Friday, January 23, 2026

Perhaps another storage plan is worth considering?

https://pogowasright.org/microsoft-gave-fbi-keys-to-unlock-encrypted-data-exposing-major-privacy-concern/

Microsoft Gave FBI Keys To Unlock Encrypted Data, Exposing Major Privacy Concern

Thomas Brewster reports:

Early last year, the FBI served Microsoft with a search warrant, asking it to provide recovery keys to unlock encrypted data stored on three laptops. Federal investigators in Guam believed the devices held evidence that would help prove individuals handling the island’s Covid unemployment assistance program were part of a plot to steal funds.
The data was protected with BitLocker, software that’s automatically enabled on many modern Windows PCs to safeguard all the data on the computer’s hard drive. BitLocker scrambles the data so that only those with a key can decode it.
It’s possible for users to store those keys on a device they own, but Microsoft also recommends BitLocker users store their keys on its servers for convenience. While that means someone can access their data if they forget their password, or if repeated failed attempts to login lock the device, it also makes them vulnerable to law enforcement subpoenas and warrants.
In the Guam case, it handed over the encryption keys to investigators.

Read more at Forbes.





I may have mentioned this problem a few times…

https://www.zdnet.com/article/ai-is-poisoning-itself-model-collapse-cure/

AI is quietly poisoning itself and pushing models toward collapse - but there's a cure

According to tech analyst Gartner, AI data is rapidly becoming a classic Garbage In/Garbage Out (GIGO) problem for users. That's because organizations' AI systems and large language models (LLMs) are flooded with unverified, AI‑generated content that cannot be trusted. 
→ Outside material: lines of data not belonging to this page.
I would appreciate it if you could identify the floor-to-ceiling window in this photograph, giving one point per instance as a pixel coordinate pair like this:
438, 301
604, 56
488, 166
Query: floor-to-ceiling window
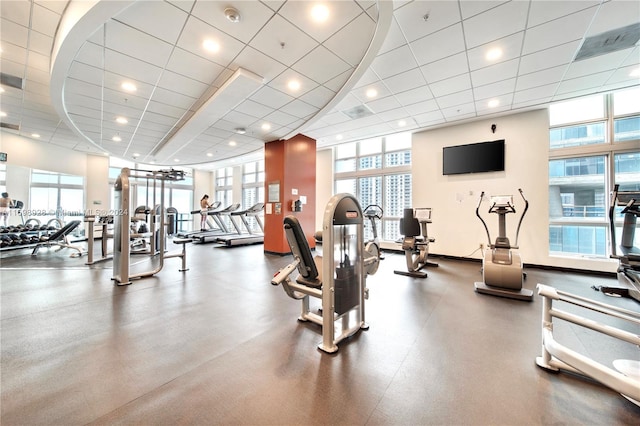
594, 144
377, 171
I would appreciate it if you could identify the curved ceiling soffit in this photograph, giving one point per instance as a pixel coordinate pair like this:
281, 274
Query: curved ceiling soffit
79, 21
82, 19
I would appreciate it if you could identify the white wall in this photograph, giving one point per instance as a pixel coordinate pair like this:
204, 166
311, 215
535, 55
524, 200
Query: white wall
324, 183
453, 198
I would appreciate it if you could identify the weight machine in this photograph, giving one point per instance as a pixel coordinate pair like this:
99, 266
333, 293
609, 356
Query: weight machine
415, 241
122, 224
337, 278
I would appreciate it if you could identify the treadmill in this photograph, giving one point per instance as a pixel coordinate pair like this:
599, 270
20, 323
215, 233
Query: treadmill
249, 237
212, 236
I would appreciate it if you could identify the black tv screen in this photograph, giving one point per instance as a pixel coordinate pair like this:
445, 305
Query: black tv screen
473, 158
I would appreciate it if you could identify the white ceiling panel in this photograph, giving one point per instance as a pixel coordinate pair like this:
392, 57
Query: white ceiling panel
554, 33
166, 24
442, 44
499, 22
299, 13
321, 65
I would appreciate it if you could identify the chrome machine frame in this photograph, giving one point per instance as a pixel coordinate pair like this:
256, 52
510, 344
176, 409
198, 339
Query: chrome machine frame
340, 316
502, 273
122, 230
556, 356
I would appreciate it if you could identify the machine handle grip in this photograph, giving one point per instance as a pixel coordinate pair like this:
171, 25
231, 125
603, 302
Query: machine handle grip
284, 273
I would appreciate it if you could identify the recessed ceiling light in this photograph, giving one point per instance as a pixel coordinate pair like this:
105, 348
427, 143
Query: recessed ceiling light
319, 13
493, 54
232, 14
211, 45
293, 85
128, 86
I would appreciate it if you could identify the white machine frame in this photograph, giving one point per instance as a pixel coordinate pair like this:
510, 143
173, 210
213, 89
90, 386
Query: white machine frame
556, 356
342, 214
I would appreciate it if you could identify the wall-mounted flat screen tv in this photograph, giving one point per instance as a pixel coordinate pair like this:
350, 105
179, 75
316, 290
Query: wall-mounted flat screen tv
473, 158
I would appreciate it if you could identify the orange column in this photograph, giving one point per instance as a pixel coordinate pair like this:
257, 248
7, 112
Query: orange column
290, 173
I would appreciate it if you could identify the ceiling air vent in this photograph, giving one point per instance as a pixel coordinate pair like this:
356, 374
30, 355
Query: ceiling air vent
9, 126
611, 41
11, 81
359, 111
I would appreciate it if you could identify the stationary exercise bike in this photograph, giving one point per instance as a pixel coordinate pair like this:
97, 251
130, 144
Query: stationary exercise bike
373, 212
502, 266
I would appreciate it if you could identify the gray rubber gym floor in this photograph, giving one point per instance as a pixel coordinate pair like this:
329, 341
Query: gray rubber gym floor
219, 345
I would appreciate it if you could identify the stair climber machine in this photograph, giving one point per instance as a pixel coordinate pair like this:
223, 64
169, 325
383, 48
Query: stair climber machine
337, 277
502, 266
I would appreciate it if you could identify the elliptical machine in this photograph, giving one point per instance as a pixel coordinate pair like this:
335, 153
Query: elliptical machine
373, 212
501, 266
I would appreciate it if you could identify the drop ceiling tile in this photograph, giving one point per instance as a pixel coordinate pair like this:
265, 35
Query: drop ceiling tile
511, 48
549, 58
136, 44
614, 14
580, 84
40, 43
253, 108
456, 99
11, 32
351, 43
131, 67
321, 65
271, 97
340, 14
253, 16
193, 66
197, 31
410, 16
596, 64
491, 74
318, 97
166, 24
298, 108
446, 68
405, 81
554, 33
394, 62
280, 83
175, 82
414, 95
439, 45
259, 63
16, 11
493, 24
44, 21
451, 85
277, 32
495, 89
383, 104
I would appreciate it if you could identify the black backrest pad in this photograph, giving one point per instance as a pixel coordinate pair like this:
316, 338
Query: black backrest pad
300, 248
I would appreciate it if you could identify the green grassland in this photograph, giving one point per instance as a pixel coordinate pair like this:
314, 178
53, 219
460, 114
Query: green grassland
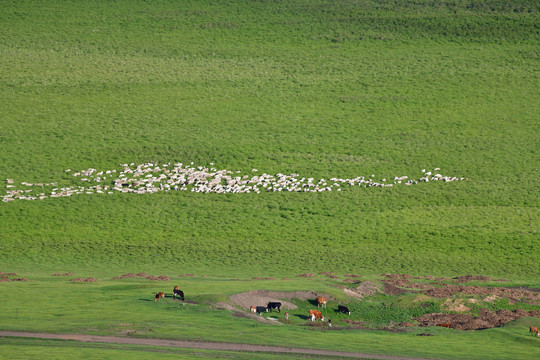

You know this better as AI slop. While annoying to you and me, it's deadly to AI because it poisons the LLMs with fake data. The result is what's called in AI circles "Model Collapse." AI company Aquant defined this trend: "In simpler terms, when AI is trained on its own outputs, the results can drift further away from reality." 





Something to keep in mind?

https://techcrunch.com/2026/01/22/google-now-offers-free-sat-practice-exams-powered-by-gemini/

Google now offers free SAT practice exams, powered by Gemini

Prepping for the SAT is nobody’s idea of fun, but Google aims to make it less stressful with AI. The company announced that it’s now focusing its AI education efforts on standardized testing with free SAT practice exams powered by Gemini. 

Students can prompt Gemini by typing “I want to take a practice SAT test,” and the AI will provide them with a free practice exam. Gemini then analyzes the results, highlighting strengths and identifying areas that need further review. It also offers detailed explanations for any incorrect answers.